Finding the Volume of a Solid That Is \(yz\)-simple

Find the volume \(V\) of the solid \(E\) that is enclosed by the cylinder \(y^{2}+z^{2}=4,\) and the planes \(x=0,\) \(z=0,\) and \(x+z=5.\)

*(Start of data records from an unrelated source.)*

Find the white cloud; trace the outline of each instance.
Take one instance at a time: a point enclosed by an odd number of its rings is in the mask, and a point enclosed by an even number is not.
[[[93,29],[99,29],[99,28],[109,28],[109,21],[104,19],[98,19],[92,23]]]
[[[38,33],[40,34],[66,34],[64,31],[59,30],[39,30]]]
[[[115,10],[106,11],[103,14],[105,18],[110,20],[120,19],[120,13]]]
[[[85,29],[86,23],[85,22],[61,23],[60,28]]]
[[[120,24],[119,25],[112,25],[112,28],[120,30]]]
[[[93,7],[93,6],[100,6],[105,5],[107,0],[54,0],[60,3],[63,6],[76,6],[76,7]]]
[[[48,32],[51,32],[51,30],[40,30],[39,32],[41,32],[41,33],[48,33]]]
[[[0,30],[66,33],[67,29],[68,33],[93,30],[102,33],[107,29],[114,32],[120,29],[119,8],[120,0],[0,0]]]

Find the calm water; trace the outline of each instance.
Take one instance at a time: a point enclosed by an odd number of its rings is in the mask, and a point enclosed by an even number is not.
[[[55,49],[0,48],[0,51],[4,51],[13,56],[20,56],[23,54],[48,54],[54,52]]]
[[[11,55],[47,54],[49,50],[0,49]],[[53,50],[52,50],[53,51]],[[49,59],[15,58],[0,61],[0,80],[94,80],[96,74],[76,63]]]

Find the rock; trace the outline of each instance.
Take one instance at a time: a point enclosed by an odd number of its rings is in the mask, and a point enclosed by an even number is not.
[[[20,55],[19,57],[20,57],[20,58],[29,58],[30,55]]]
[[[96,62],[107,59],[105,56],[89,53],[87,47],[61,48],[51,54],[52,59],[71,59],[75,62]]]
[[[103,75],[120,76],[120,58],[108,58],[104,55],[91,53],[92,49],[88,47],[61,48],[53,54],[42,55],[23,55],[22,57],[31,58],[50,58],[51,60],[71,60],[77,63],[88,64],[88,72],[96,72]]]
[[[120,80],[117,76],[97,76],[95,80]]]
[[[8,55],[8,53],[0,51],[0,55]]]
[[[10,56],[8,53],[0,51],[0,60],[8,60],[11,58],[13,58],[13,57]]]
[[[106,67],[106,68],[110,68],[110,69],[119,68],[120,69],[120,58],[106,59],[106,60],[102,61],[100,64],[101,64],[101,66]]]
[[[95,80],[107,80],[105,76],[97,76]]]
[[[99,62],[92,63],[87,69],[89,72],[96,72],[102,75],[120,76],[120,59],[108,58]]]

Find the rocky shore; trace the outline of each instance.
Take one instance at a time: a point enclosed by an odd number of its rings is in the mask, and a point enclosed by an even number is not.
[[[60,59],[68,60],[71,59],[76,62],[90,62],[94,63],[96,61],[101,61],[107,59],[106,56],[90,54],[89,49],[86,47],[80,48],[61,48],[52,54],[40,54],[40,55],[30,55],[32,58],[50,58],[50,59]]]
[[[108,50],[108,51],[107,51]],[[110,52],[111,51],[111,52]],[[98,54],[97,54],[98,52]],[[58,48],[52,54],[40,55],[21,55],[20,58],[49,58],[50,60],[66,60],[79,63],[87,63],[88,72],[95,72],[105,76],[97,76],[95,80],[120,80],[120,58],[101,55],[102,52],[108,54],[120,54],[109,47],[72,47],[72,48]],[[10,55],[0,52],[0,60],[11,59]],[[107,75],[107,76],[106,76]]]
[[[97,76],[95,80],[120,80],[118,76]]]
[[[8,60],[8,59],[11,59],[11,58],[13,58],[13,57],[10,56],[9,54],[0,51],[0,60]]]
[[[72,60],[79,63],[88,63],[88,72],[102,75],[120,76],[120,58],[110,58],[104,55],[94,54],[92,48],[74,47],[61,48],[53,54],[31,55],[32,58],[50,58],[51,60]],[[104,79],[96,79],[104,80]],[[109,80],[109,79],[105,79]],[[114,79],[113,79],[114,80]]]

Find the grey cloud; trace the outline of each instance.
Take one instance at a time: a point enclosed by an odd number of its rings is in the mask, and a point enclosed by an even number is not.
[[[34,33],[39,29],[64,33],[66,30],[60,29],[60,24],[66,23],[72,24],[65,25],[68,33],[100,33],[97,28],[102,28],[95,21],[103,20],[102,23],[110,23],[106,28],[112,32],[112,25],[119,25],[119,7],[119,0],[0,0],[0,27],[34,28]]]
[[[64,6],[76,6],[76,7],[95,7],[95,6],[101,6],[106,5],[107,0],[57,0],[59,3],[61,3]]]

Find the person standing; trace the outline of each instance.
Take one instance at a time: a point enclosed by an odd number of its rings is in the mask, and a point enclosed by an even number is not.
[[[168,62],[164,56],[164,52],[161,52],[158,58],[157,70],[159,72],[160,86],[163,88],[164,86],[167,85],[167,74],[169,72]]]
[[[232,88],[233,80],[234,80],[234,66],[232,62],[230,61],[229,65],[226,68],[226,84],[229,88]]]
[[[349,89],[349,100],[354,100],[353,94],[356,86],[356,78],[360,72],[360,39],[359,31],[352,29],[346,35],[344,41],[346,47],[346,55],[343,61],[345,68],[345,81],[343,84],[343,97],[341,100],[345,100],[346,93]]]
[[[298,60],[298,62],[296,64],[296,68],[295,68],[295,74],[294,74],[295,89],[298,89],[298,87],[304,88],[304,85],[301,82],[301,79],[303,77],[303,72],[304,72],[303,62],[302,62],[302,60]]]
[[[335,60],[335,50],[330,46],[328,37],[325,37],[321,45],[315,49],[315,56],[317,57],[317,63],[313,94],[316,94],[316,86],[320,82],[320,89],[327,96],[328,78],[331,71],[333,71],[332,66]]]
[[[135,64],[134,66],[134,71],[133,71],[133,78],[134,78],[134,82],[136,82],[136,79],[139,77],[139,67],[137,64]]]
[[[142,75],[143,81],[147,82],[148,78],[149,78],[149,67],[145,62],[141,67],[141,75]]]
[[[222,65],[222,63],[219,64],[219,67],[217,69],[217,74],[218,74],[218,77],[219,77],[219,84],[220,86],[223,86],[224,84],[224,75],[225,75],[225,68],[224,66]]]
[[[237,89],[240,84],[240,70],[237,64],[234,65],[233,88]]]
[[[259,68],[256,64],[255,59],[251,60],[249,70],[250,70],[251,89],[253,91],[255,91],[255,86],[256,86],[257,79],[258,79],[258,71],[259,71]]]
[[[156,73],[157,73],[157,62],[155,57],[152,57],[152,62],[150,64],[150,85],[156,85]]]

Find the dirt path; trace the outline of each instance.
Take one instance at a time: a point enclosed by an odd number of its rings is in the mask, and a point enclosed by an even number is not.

Solution Figure 50(a) shows that the solid \(E\) is \(yz\)-simple. The front surface is the plane \(x_{2}(y, z) =5-z\) and the back surface is the plane \(x_{1}(y, z) =0.\) The region \(R\) in the \(yz\)-plane is enclosed by the \(y\)-axis and the semi-circle \(z=\sqrt{4-y^{2}};\) it is \(y\)-simple. So, \(0\leq z\leq \sqrt{4-y^{2}}\) and \(-2\leq y\leq 2.\) See Figure 50(b). The volume \(V\) of \(E\) is given by \begin{eqnarray*} V &=&\iiint\limits_{\kern-2ptE}\,{\it dV}=\iint\limits_{\kern-2ptR}\left[ \int_{x_{1}(y,z)}^{x_{2}(y,z)}{\it dx}\right] {\it dz}\,{\it dy}=\int_{-2}^{2}\int_{0}^{ \sqrt{4-y^{2}}}\int_{0}^{5-z}{\it dx}\,{\it dz}\,{\it dy}\\[4pt] &=&\int_{-2}^{2}\int_{0}^{\sqrt{4-y^{2}} }( 5-z) \,{\it dz}\,{\it dy} =\int_{-2}^{2}\left[ 5z-\dfrac{z^{2}}{2}\right] _{0}^{\sqrt{4-y^{2}}}\,{\it dy}\\[4pt] &=&\int_{-2}^{2}\left( 5\sqrt{4-y^{2}}-\dfrac{4-y^{2}}{2}\right){\it dy}\\[4pt] &=&5\int_{-2}^{2}\sqrt{4-y^{2}}\, {\it dy}-\int_{-2}^{2}\left( 2-\dfrac{y^{2}}{2} \right) {\it dy} \notag \\[4pt] &=&5(2\pi) -\left[ 2y-\dfrac{y^{3}}{6}\right] _{-2}^{2}=10\pi -\dfrac{16}{3} \end{eqnarray*}